通过使用JanusGraph索引提高性能

翻译整理：纪玉奇

Extending JanusGraph Server

JanusGraph支持两种类型的索引：graph index和vertex-centric index。graph index常用于根据属性查询Vertex或Edge的场景；vertex index在图遍历场景非常高效，尤其是当Vertex有很多Edge的情况下。

Graph Index

Graph Index是整个图上的全局索引结构，用户可以通过属性高效查询Vertex或Edge。如下面的代码：

g.V().has('name','hercules')
g.E().has('reason', textContains('loves'))

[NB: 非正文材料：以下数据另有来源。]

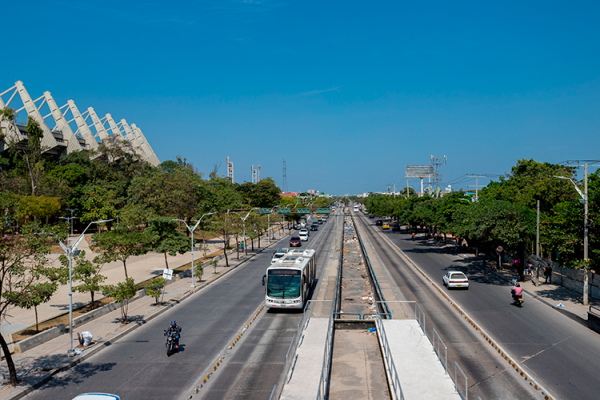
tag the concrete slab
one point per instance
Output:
(358, 371)
(421, 374)
(303, 381)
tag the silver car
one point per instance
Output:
(456, 279)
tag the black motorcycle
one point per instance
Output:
(172, 343)
(517, 300)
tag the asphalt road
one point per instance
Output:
(257, 363)
(489, 375)
(563, 355)
(137, 367)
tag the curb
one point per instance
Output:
(487, 337)
(221, 357)
(172, 303)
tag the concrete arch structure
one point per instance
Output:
(62, 139)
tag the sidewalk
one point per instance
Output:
(548, 293)
(139, 268)
(37, 365)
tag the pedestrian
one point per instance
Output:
(548, 274)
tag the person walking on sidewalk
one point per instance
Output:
(548, 273)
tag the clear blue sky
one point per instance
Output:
(348, 92)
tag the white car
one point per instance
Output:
(97, 396)
(456, 279)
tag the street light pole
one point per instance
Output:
(70, 250)
(584, 196)
(191, 230)
(244, 227)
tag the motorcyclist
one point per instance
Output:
(517, 292)
(175, 330)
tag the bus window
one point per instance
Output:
(283, 284)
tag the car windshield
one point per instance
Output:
(283, 284)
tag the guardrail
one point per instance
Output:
(456, 381)
(435, 339)
(373, 276)
(437, 350)
(395, 386)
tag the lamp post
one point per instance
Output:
(584, 200)
(191, 230)
(70, 219)
(244, 227)
(269, 224)
(70, 250)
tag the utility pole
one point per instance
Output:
(477, 183)
(537, 246)
(585, 239)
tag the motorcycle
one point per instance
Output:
(518, 300)
(172, 343)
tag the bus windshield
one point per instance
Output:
(283, 284)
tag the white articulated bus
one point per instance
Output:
(288, 281)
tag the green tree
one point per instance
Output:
(165, 238)
(86, 272)
(122, 292)
(120, 244)
(24, 272)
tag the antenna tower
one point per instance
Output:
(284, 183)
(438, 176)
(229, 170)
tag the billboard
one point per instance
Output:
(419, 171)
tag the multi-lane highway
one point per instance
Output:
(562, 355)
(136, 367)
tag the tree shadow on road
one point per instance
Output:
(77, 375)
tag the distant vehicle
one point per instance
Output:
(289, 281)
(456, 279)
(279, 254)
(97, 396)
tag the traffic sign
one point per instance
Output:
(168, 274)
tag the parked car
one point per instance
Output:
(96, 396)
(456, 279)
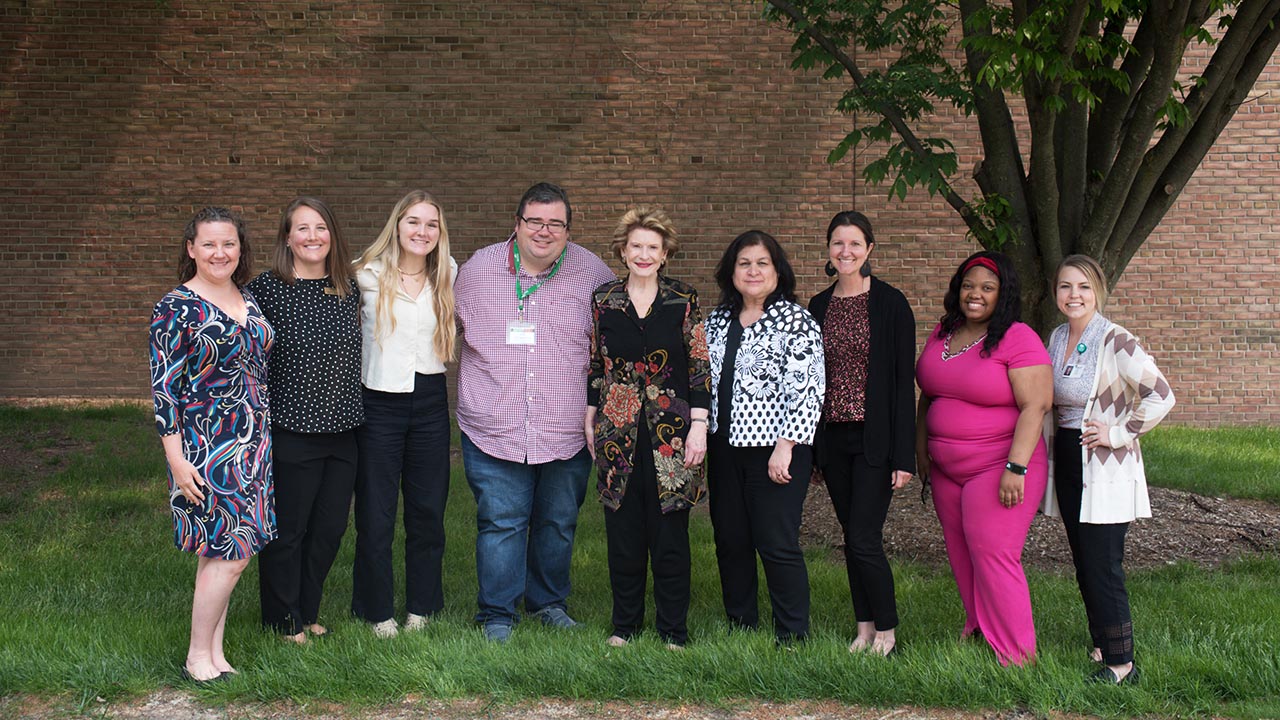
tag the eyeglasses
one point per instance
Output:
(553, 227)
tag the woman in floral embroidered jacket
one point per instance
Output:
(648, 399)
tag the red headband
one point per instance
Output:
(982, 260)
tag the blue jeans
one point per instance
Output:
(525, 522)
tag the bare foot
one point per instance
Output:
(885, 642)
(860, 643)
(201, 671)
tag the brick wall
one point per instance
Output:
(119, 118)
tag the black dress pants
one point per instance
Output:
(403, 450)
(639, 533)
(860, 496)
(752, 514)
(1098, 556)
(314, 475)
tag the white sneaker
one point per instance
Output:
(387, 628)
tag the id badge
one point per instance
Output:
(521, 332)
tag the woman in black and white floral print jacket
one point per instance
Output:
(768, 379)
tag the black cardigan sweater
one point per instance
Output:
(888, 434)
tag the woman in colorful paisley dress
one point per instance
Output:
(648, 397)
(209, 350)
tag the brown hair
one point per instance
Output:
(337, 264)
(187, 264)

上面的例子即为根据属性查找Vertex或Edge的实例，如果没有设置索引，上述的操作将会导致全表扫描，对大图来说是不可接受的。

JanusGraph支持两种不同的Graph Index，Composte index和Mixed Index，Compostie非常高效和快速，但只能应用对某特定的，预定义的属性key组合进行相等查询。Mixed index可用在查询任何index key的组合上并支持多条件查询，除了相等条件要依赖于后端索引存储。

这两种类型的Index都是通过JanusGraph的management操作的：

JanusGraphManagement.buildIndex(String,Class）

第一个参数是index的名称，第二个参数是要索引的类（如Vertex.class），name必须唯一。如果是在同一事务中新增的属性key所构成Index将会即刻生效，否则需要运行一个reindex proceudre来同步索引和数据，直到同步完成，否则索引不可用。推荐在初始化schema时同时定义索引。

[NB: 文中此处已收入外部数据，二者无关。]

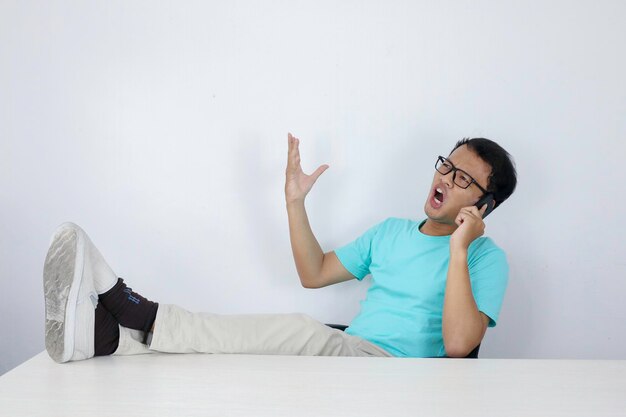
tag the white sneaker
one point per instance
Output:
(72, 269)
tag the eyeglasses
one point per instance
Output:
(463, 180)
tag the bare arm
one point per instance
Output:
(315, 268)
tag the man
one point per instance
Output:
(436, 285)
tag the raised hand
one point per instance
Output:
(297, 183)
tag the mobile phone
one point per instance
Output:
(486, 199)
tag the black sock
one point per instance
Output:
(106, 332)
(129, 308)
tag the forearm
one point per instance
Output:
(307, 253)
(462, 322)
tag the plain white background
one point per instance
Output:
(161, 129)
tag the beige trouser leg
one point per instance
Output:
(179, 331)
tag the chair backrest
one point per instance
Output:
(472, 355)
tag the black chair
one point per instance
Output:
(472, 355)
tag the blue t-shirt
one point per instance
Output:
(403, 309)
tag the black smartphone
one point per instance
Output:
(486, 199)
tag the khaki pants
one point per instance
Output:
(179, 331)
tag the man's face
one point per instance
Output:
(455, 197)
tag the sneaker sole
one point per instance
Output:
(62, 278)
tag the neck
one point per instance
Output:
(433, 228)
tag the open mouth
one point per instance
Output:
(438, 197)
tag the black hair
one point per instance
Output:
(503, 178)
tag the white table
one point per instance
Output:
(248, 385)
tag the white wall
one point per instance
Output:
(160, 128)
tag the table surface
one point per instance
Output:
(253, 385)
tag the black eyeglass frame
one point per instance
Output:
(454, 170)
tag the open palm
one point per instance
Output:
(298, 184)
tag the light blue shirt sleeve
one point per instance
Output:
(356, 256)
(489, 276)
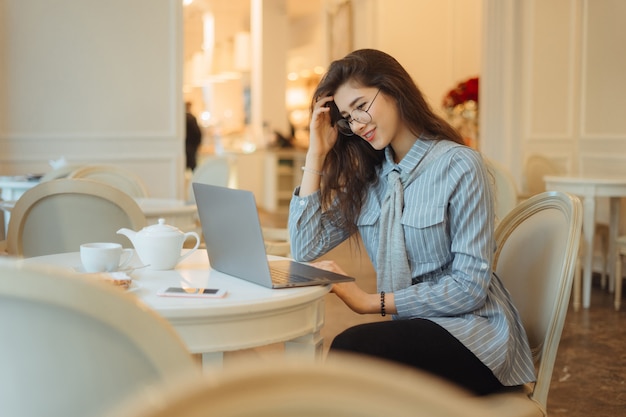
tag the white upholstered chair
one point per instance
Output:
(505, 189)
(537, 249)
(57, 216)
(349, 387)
(118, 177)
(76, 346)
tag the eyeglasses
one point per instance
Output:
(357, 115)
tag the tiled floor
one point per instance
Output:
(589, 377)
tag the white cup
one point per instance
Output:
(104, 257)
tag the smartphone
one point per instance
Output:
(192, 292)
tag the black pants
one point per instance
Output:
(422, 344)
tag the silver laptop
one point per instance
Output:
(234, 240)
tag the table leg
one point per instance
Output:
(309, 346)
(212, 361)
(589, 225)
(615, 208)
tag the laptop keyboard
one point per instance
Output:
(282, 277)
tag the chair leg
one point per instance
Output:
(577, 284)
(618, 282)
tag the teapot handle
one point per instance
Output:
(192, 250)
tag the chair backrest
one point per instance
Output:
(535, 168)
(348, 387)
(115, 176)
(61, 172)
(57, 216)
(76, 346)
(214, 170)
(537, 248)
(505, 189)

注意：如果没有建索引，会进行全表扫面，此时性能非常低，可以通过配置force-index参数禁止全表扫描。

Composite Index

Comosite index通过一个或多个固定的key组合来获取Vertex Key或Edge，也即查询条件是在Index中固定的。

// 在graph中有事务执行时绝不能创建索引（否则可能导致死锁）
graph.tx().rollback()
mgmt = graph.openManagement()
name = mgmt.getPropertyKey('name')
age = mgmt.getPropertyKey('age')
// 构建根据name查询vertex的组合索引
mgmt.buildIndex('byNameComposite',Vertex.class).addKey(name).buildCompositeIndex()
// 构建根据name和age查询vertex的组合索引
mgmt.buildIndex('byNameAndAgeComposite',Vertex.class).addKey(name).addKey(age).buildCompositeIndex()
mgmt.commit()
//等待索引生效
mgmt.awaitGraphIndexStatus(graph,'byNameComposite').call()
mgmt.awaitGraphIndexStatus(graph,'byNameAndAgeComposite').call()
//对已有数据重新索引
mgmt = graph.openManagement()
mgmt.updateIndex(mgmt.getGraphIndex("byNameComposite"),SchemaAction.REINDEX).get()
mgmt.updateIndex(mgmt.getGraphIndex("byNameAndAgeComposite"),SchemaAction.REINDEX).get()
mgmt.commit()

需要注意的是，Composite index需要在查询条件完全匹配的情况下才能触发，如上面代码，g.V().has('name', 'hercules')和g.V().has('age',30).has('name','hercules')都是可以触发索引的，但g.V().has('age',30)则不行，因并未对age建索引。g.V().has('name','hercules').has('age',inside(20,50))也不可以，因只支持精确匹配，部支持范围查询。

Index Uniqueness

Composite Index也可以作为图的属性唯一约束使用，如果composite graph index被设置为unique()，则只能存在最多一个对应的属性组合。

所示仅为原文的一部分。